The term GEO comes from a 2023 Princeton study that found certain tactics could improve "visibility" by up to 40%. That study gets cited constantly, but what doesn't get mentioned is that it was conducted on a simulated system modeled on Microsoft Co-Pilot, validated only on Perplexity—not ChatGPT, Claude, or the systems we actually use (sorry MSFT).

A lot has changed with AI since that study was released in 2023. But you know what hasn’t changed? The way that LLMs work. There is actually no unified "AI algorithm" to optimize for. Different systems work differently. So you really can’t optimize for just one singular AI model.

How these systems actually work

Most GEO advice conflates two completely different mechanisms: training and retrieval.

Training happens before deployment. Models like like GPT-4 or Claude learned from massive datasets (made up of web pages, books, articles) scraped months or years ago. And, that knowledge is frozen (aka not continuously updated), meaning your press release from last week isn't in the training data and neither is your website update from yesterday. Content only enters training data during periodic retraining cycles, which happen on the model provider's schedule, not yours (and could be months ago).

Retrieval happens at query time. Some AI systems (Perplexity, Co-pilot, Google's AI Overviews, ChatGPT with web search enabled) actively search the web when you ask them something, pulling in current information and synthesize answers.

The distinction matters because tactics for retrieval-based systems don't work for base models, and vice versa. The next time someone tells you to "optimize for ChatGPT," you first questions should be: which version? With or without web search?

Measurement trap via Gemini lol

What this means for comms teams

The honest answer is that GEO is mostly uncertainty dressed up as strategy. I know that's frustrating. BUT it's also clarifying.

Strip away the hype and you're left with fundamentals that would serve you well regardless of AI:

  • Narrative consistency. AI systems synthesize information from multiple sources. If your website says one thing, your Wikipedia entry says another, and your press coverage contradicts both, the AI has to make a choice. It might make the wrong one. Audit your presence across sources and eliminate contradictions.

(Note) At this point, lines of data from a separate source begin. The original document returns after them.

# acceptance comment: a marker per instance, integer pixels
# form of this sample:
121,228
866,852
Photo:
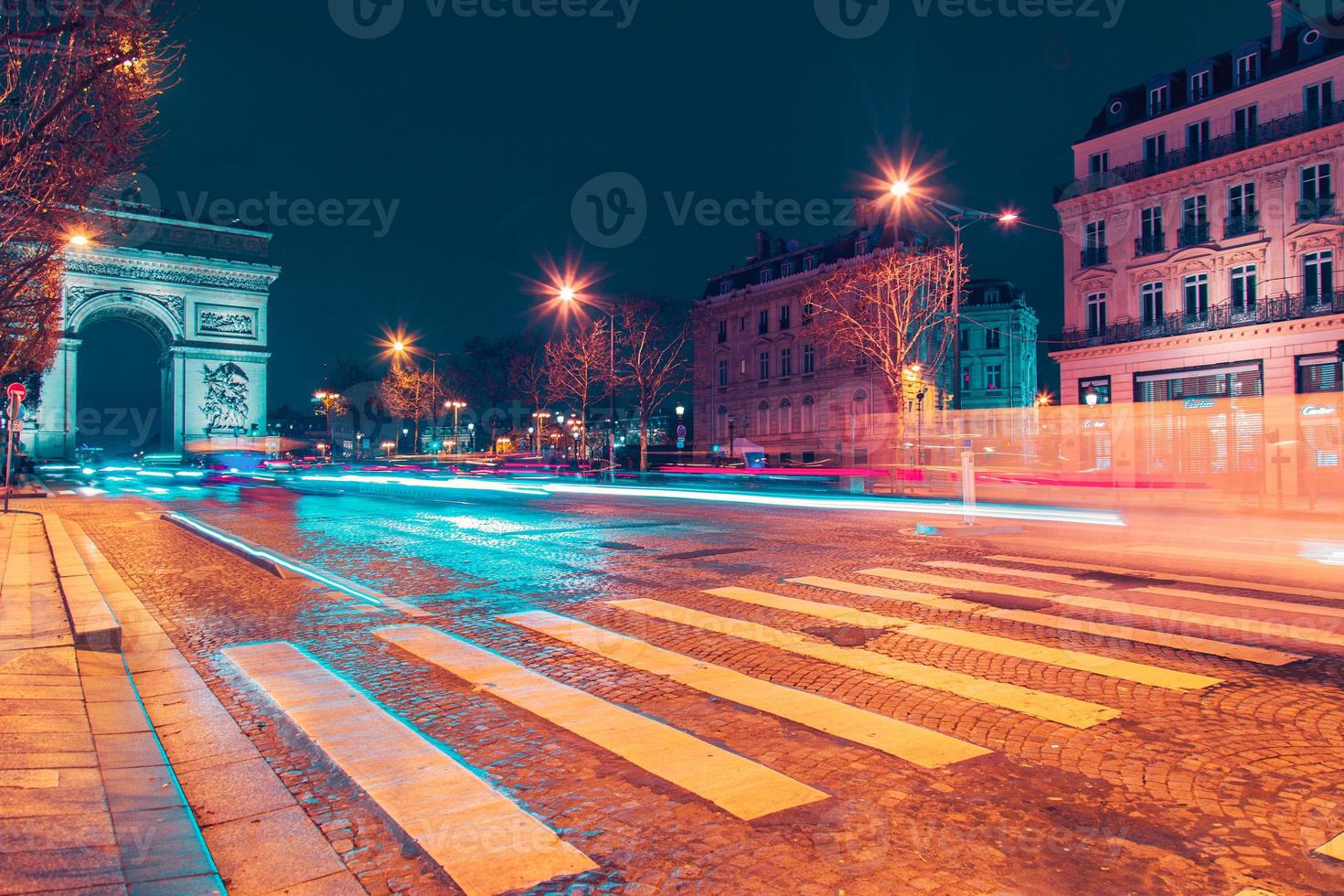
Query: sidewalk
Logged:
120,772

  • Entity clarity. AI systems need to understand who you are, what you do, and how you relate to other entities (people, products, categories). Ambiguity creates errors. If your CEO shares a name with a professional athlete, or your company name is a common word, you have extra work to do.

  • Canonical sources. Wikipedia, major publications, industry databases carry weight in retrieval systems. Your owned content matters less than what trusted third parties say about you. This isn't new, it's just more visible now.

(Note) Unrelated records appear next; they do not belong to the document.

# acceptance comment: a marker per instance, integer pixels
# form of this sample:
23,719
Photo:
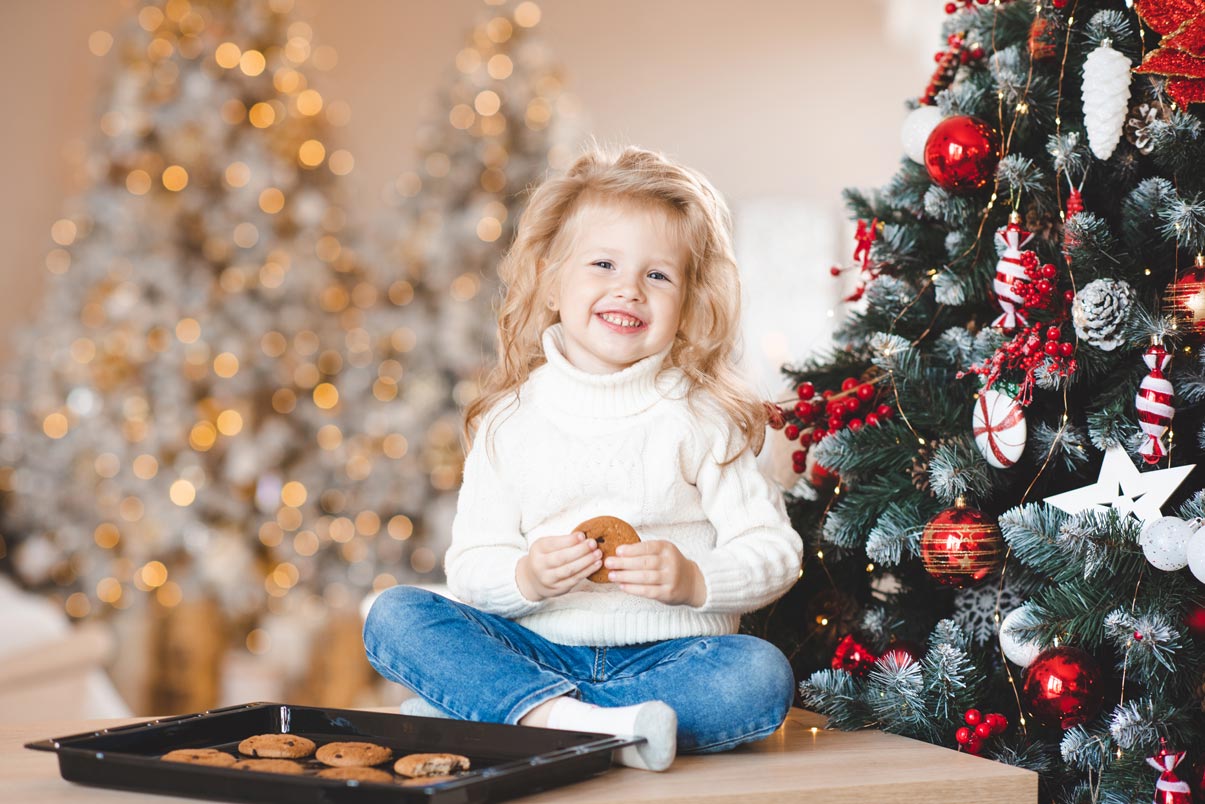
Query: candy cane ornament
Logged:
1170,788
1153,402
1010,271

  • Earned credibility that compounds over time. Creating more content won't help if it's not worth citing. This is where the earned coverage and podcasts go.

If we shift the conversation from AI tactics to storytelling fundamentals, we have the opportunity to see that investment compound over years as AI systems become more sophisticated and more ubiquitous.

OK Katie wrap it up

GEO is real in the sense that AI systems are becoming a primary discovery channel, and what they say about you matters. But most GEO advice treats AI like it's 2008 era Google (aka a single system with a single algorithm you can game if you know the tricks).

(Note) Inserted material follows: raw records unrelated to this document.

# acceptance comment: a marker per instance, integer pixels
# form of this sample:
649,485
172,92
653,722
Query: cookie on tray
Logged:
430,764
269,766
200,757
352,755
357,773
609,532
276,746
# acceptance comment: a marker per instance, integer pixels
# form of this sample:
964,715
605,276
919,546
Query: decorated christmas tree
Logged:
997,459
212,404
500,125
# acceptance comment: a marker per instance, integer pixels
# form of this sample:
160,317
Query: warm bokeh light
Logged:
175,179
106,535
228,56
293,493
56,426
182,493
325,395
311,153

The companies that will do well in AI visibility are the ones doing the fundamentals well by using clear positioning, consistent narrative, earned credibility from sources that matter (imagine that!).

I’m sorry I can’t come to you with a new playbook… our current playbook is just the old playbook but with higher stakes and a deeper need for focus, while not being raccoons drawn to shiny distractions!

In short, the real opportunity isn't proving PR's value through AI metrics. It's being the team that understands AI well enough to set realistic expectations while everyone else chases certainty that doesn't exist. It’s the team that maintains credibility through authentic voices and storytelling, because those are the ones that are going to rise up from the AI beige content we’re seeing.

That's how you build credibility. Not by claiming control over probabilistic systems, but by being honest about what's controllable and what isn't.